Imagine, meal after meal with nary a veggie in sight. Yeah, right.

We think most kids would shout “Yay!” if grown-ups announced a “Hide the veggies” game. To that they’d gleefully add, “and banish them forever.”

Imagine, meal after meal with nary a veggie in sight. Yeah, right.

True, we’ve had U.S. presidents declare their dislike of broccoli, misspell the names of vegetables, and demonstrate poor leadership when it comes to healthful eating and the right kinds of encouragement kids need.
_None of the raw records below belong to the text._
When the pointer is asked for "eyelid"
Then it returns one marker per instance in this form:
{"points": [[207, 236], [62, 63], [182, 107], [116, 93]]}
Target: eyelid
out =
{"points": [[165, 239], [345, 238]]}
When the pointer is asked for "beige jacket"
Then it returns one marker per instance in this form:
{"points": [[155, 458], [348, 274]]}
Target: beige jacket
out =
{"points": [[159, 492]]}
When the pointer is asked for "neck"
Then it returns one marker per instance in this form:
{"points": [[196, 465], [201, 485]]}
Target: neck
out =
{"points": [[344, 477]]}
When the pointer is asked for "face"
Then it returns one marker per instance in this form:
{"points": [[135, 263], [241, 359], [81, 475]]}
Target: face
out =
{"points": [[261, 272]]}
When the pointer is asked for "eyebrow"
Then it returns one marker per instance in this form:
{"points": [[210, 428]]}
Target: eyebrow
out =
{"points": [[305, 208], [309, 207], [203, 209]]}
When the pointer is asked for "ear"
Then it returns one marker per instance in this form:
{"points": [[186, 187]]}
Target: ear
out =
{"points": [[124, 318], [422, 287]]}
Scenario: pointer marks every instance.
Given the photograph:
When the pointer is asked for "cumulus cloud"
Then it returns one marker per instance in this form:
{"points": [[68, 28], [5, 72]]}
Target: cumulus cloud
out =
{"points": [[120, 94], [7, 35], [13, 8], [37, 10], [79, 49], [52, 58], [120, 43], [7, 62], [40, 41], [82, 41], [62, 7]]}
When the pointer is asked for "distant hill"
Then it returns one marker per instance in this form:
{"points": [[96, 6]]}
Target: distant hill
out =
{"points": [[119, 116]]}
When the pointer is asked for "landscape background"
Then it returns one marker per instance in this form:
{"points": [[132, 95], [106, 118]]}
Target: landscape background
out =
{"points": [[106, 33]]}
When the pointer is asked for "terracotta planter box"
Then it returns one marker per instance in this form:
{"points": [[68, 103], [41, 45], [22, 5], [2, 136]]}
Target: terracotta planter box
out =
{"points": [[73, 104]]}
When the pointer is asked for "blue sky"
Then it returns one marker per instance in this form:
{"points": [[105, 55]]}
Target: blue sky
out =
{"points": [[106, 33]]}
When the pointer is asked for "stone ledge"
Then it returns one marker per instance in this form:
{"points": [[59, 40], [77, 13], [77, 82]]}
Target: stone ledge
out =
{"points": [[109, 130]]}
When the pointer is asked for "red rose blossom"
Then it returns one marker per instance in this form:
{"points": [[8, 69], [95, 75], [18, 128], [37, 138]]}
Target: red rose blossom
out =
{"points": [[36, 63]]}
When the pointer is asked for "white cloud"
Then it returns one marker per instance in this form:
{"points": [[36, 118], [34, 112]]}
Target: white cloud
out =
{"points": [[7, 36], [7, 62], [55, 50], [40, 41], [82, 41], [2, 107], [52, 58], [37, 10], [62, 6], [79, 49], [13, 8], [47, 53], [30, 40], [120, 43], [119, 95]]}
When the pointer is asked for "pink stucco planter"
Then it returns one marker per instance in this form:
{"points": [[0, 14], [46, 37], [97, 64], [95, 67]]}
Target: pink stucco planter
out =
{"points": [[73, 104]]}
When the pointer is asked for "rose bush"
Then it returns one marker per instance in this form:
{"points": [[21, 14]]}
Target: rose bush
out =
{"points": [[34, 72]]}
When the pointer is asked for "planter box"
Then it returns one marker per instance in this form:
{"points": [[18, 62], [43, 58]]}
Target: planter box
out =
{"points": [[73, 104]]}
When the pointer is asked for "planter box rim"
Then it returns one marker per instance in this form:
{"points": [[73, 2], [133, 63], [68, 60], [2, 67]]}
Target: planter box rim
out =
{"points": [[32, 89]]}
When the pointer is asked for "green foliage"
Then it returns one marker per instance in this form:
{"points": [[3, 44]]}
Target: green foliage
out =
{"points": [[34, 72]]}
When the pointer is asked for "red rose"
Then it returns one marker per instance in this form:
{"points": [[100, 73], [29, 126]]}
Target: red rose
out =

But moms are warier in their own white houses – they want their kids to have the nutritional sustenance they need to learn, to run, to play and grow strong.

Now, with the help of many of the nation’s leading food manufacturers, moms are getting some veggies into their kids without the whining and tantrums. The trend began about three years ago when two books were published (Sneaky Chef by Missy Chase Lapine, and then Deceptively Delicious: Simple Secrets to Get Your Kids Eating Good Food by Jessica Seinfeld).

We won’t name particular brands here, but we do think that concealing fruits and vegetables with kids’ foods so they’ll more readily eat them is only part of the solution. Moms might feel better if they feed kids these foods, but the premise seems a bit dishonest to us, for a couple of reasons: 

First, what else is in these food products (salt, etc.) that mask the great, natural taste of fruits and vegetables, or possibly change the foods’ overall nutritional profile? Second, the kids don’t learn about proper eating this way; they’re not part of the fundamental dietary decisions that could affect the way they eat for their entire lives. If they’re not openly exposed to fruits, vegetables, grains and other nutritional foods, how can they learn to appreciate them?

Which explains our view that moms shouldn’t look for an easy way out of this responsibility, nor should brands look to capitalize on moms’ desire to avoid vegetable skirmishes at the household dinner table. Like mathematics and language skills taught in school, it’s up to moms, dads and older siblings to instill the right food teachings in their children. They’ll serve as tools for a better life.

Otherwise, the real stress could come years down the road, when moms look at their kids’ dysfunctional eating habits and think, ‘what have I done.’